The British Indian novelist and essayist has authored several novels, a book of short stories and a few pieces of non fiction too. A Fellow of the British Royal Society of Literature, Salman Rushdie has also won numerous awards including the Booker Prize (for Midnight’s Children) and also the Whitbread Prize for Best Novel (twice). His books have been translated into over forty languages.
Commenting about writing his just released novel, The Golden House, Rushdie says that the process of writing it was simple. “I wake up, dive into the book, work until I’m exhausted, then stop. And of course I’m constantly revising, re-reading, subtracting, adding, and that goes on until the day the book goes to press – it certainly did in this case,” said the author who turned 70 this June. “I don’t show anybody anything until I think I’ve finished. ‘Finishing’ to me means realising that my revisions aren’t improving the work, but merely changing it; and becoming aware that my creative energy for the work has dimmed. A novel, Randall Jarrell said, is a long piece of writing that has something wrong with it; perfection is an impossible dream.”

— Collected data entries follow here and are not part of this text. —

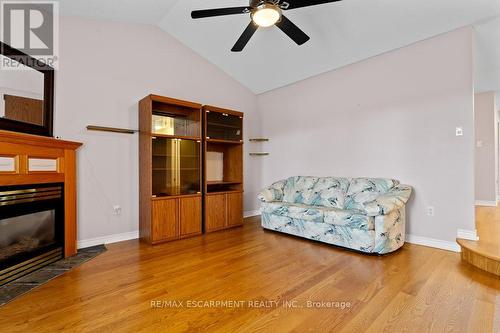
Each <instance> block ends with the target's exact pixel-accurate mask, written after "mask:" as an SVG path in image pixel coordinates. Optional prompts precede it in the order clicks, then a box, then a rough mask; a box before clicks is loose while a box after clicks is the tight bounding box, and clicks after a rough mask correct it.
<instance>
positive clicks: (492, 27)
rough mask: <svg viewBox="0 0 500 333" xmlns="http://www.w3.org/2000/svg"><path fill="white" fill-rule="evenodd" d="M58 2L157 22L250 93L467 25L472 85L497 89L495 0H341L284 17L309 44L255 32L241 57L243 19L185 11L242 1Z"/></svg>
mask: <svg viewBox="0 0 500 333" xmlns="http://www.w3.org/2000/svg"><path fill="white" fill-rule="evenodd" d="M60 3H61V13H62V14H63V15H72V16H80V17H87V18H94V19H106V20H114V21H125V22H135V23H147V24H153V25H157V26H159V27H160V28H161V29H163V30H164V31H166V32H167V33H169V34H171V35H173V36H174V37H176V38H177V39H179V40H180V41H181V42H182V43H184V44H185V45H186V46H188V47H190V48H191V49H193V50H194V51H195V52H197V53H198V54H200V55H201V56H203V57H205V58H206V59H208V60H209V61H211V62H212V63H214V64H215V65H217V66H218V67H219V68H221V69H222V70H224V71H225V72H227V73H228V74H229V75H231V76H232V77H234V78H235V79H236V80H238V81H239V82H241V83H242V84H243V85H245V86H247V87H248V88H250V89H251V90H252V91H253V92H255V93H262V92H265V91H269V90H272V89H275V88H278V87H282V86H285V85H288V84H291V83H293V82H296V81H299V80H302V79H305V78H308V77H311V76H314V75H317V74H320V73H323V72H326V71H329V70H333V69H336V68H339V67H342V66H346V65H348V64H352V63H355V62H358V61H361V60H363V59H366V58H369V57H372V56H375V55H378V54H381V53H384V52H388V51H391V50H394V49H397V48H401V47H404V46H406V45H409V44H412V43H415V42H417V41H420V40H423V39H426V38H430V37H433V36H436V35H438V34H441V33H445V32H448V31H451V30H454V29H457V28H460V27H463V26H467V25H474V26H475V28H476V31H477V35H478V36H477V37H476V40H477V44H476V53H477V56H476V59H477V63H476V68H477V70H476V72H477V73H476V74H477V75H476V88H477V89H479V90H481V91H485V90H500V75H498V74H500V63H499V60H498V59H500V58H499V54H500V21H499V20H498V19H497V20H495V18H496V17H498V16H499V15H500V1H498V0H343V1H342V2H337V3H331V4H324V5H318V6H313V7H307V8H301V9H296V10H290V11H287V12H286V15H287V17H288V18H289V19H290V20H292V21H293V22H294V23H295V24H296V25H298V26H299V27H300V28H301V29H302V30H304V31H305V32H306V33H307V34H308V35H309V36H310V37H311V40H310V41H309V42H307V43H306V44H304V45H303V46H297V45H296V44H294V43H293V42H292V41H291V40H290V39H289V38H288V37H286V35H284V34H283V32H281V31H280V30H279V29H278V28H276V27H271V28H261V29H259V30H258V31H257V33H256V34H255V35H254V37H253V38H252V39H251V40H250V42H249V43H248V45H247V47H246V48H245V50H244V51H243V52H241V53H233V52H231V51H230V49H231V47H232V46H233V44H234V43H235V42H236V40H237V39H238V37H239V36H240V35H241V33H242V32H243V30H244V29H245V27H246V26H247V25H248V23H249V22H250V17H249V15H247V14H244V15H232V16H223V17H216V18H208V19H200V20H192V19H191V17H190V12H191V11H192V10H195V9H205V8H219V7H233V6H246V5H248V1H246V0H210V1H207V0H60ZM495 52H496V53H495ZM495 66H496V67H495ZM492 73H493V74H492ZM494 73H496V76H495V74H494Z"/></svg>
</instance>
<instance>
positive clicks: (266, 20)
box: [191, 0, 342, 52]
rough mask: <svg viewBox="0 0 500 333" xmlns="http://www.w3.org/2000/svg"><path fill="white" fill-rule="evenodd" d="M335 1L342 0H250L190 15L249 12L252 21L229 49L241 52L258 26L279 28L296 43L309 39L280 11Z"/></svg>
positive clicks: (321, 3)
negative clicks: (245, 3) (242, 3)
mask: <svg viewBox="0 0 500 333" xmlns="http://www.w3.org/2000/svg"><path fill="white" fill-rule="evenodd" d="M337 1H342V0H250V5H249V6H244V7H229V8H216V9H204V10H195V11H193V12H191V17H192V18H193V19H199V18H205V17H213V16H223V15H234V14H250V18H251V19H252V21H251V22H250V23H249V24H248V26H247V28H246V29H245V31H243V34H242V35H241V36H240V38H239V39H238V41H237V42H236V44H234V46H233V48H232V49H231V51H233V52H241V51H243V49H244V48H245V45H247V43H248V41H249V40H250V38H252V36H253V34H254V33H255V31H257V29H258V28H259V27H262V28H267V27H271V26H273V25H275V26H277V27H278V28H280V29H281V31H283V32H284V33H285V34H287V35H288V37H290V38H291V39H292V40H293V41H294V42H295V43H297V44H298V45H302V44H304V43H305V42H307V41H308V40H309V36H308V35H306V34H305V33H304V32H303V31H302V30H300V28H299V27H297V26H296V25H295V24H293V23H292V22H291V21H290V20H289V19H287V18H286V16H285V15H283V13H282V11H284V10H290V9H297V8H301V7H309V6H315V5H321V4H324V3H330V2H337Z"/></svg>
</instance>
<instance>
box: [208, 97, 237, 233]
mask: <svg viewBox="0 0 500 333" xmlns="http://www.w3.org/2000/svg"><path fill="white" fill-rule="evenodd" d="M203 114H204V139H205V140H204V154H203V155H204V192H205V200H204V203H205V204H204V207H205V209H204V229H205V231H206V232H213V231H217V230H222V229H227V228H232V227H236V226H241V225H242V224H243V113H241V112H237V111H233V110H227V109H222V108H218V107H214V106H209V105H207V106H204V107H203Z"/></svg>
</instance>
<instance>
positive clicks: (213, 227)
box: [205, 192, 243, 233]
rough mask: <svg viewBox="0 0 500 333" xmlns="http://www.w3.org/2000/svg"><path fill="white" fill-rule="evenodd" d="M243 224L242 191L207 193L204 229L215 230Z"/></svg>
mask: <svg viewBox="0 0 500 333" xmlns="http://www.w3.org/2000/svg"><path fill="white" fill-rule="evenodd" d="M242 225H243V192H227V193H213V194H210V193H209V194H207V195H206V198H205V231H206V232H207V233H209V232H215V231H219V230H225V229H229V228H234V227H239V226H242Z"/></svg>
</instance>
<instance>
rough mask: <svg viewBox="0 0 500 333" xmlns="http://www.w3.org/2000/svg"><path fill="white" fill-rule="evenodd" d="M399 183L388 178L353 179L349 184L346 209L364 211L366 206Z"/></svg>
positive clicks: (347, 191)
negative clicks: (380, 195) (371, 201)
mask: <svg viewBox="0 0 500 333" xmlns="http://www.w3.org/2000/svg"><path fill="white" fill-rule="evenodd" d="M398 184H399V182H398V181H397V180H394V179H386V178H353V179H351V181H350V184H349V190H348V191H347V197H346V200H345V206H344V208H345V209H348V210H353V209H354V210H356V209H357V210H363V207H364V204H365V203H368V202H370V201H373V200H375V199H377V198H378V197H379V196H380V195H382V194H384V193H386V192H387V191H389V190H390V189H391V188H393V187H394V186H396V185H398Z"/></svg>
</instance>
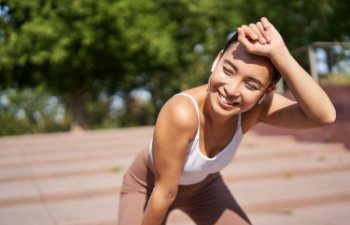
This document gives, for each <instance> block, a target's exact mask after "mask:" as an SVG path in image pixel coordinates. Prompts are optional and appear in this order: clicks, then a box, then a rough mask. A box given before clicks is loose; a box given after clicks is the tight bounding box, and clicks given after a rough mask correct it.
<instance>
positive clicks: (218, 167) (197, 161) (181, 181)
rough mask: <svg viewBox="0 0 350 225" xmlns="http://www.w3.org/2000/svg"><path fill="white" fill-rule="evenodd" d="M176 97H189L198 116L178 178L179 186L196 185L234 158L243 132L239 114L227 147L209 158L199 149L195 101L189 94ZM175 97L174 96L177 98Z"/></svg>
mask: <svg viewBox="0 0 350 225" xmlns="http://www.w3.org/2000/svg"><path fill="white" fill-rule="evenodd" d="M177 95H183V96H187V97H189V98H190V99H191V100H192V102H193V103H194V106H195V107H196V111H197V116H198V129H197V133H196V136H195V137H194V139H193V140H192V141H191V142H190V144H189V145H188V148H187V155H186V157H185V162H184V166H183V170H182V174H181V176H180V181H179V184H180V185H190V184H195V183H198V182H200V181H202V180H204V179H205V178H206V177H207V176H208V175H209V174H212V173H216V172H219V171H220V170H221V169H223V168H224V167H226V166H227V165H228V164H229V163H230V162H231V160H232V158H233V157H234V155H235V153H236V150H237V148H238V145H239V143H240V142H241V140H242V137H243V132H242V127H241V113H240V114H238V121H237V129H236V132H235V134H234V135H233V137H232V139H231V141H230V142H229V143H228V145H227V146H226V147H225V148H224V149H223V150H221V151H220V152H219V153H218V154H216V155H215V156H214V157H212V158H209V157H207V156H205V155H203V154H202V153H201V151H200V149H199V128H200V119H199V109H198V105H197V102H196V100H195V99H194V98H193V97H192V96H191V95H189V94H186V93H180V94H177ZM177 95H175V96H177ZM152 143H153V139H152V140H151V143H150V145H149V156H150V159H151V162H152V163H153V155H152Z"/></svg>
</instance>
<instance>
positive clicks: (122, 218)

While many of Rushdie’s books were consciously political, they are never self-consciously so, thanks to deftness of touch shot through with promiscuous scholarship. “Speaking as a reader, I don’t like books that seem to preach at me,” he says when the prickly subject of Indian writers twerking internationally as professional causewallahs is raised. “My idea is closer to the Joycean concept that literature should be ‘static,’ not ‘dynamic’ – by which I mean that it should not seek to push the reader one way or the other, but to create a world in which the reader can find enjoyment, stimulation, challenge, information, thought, emotion, beauty… all the pleasures of art.”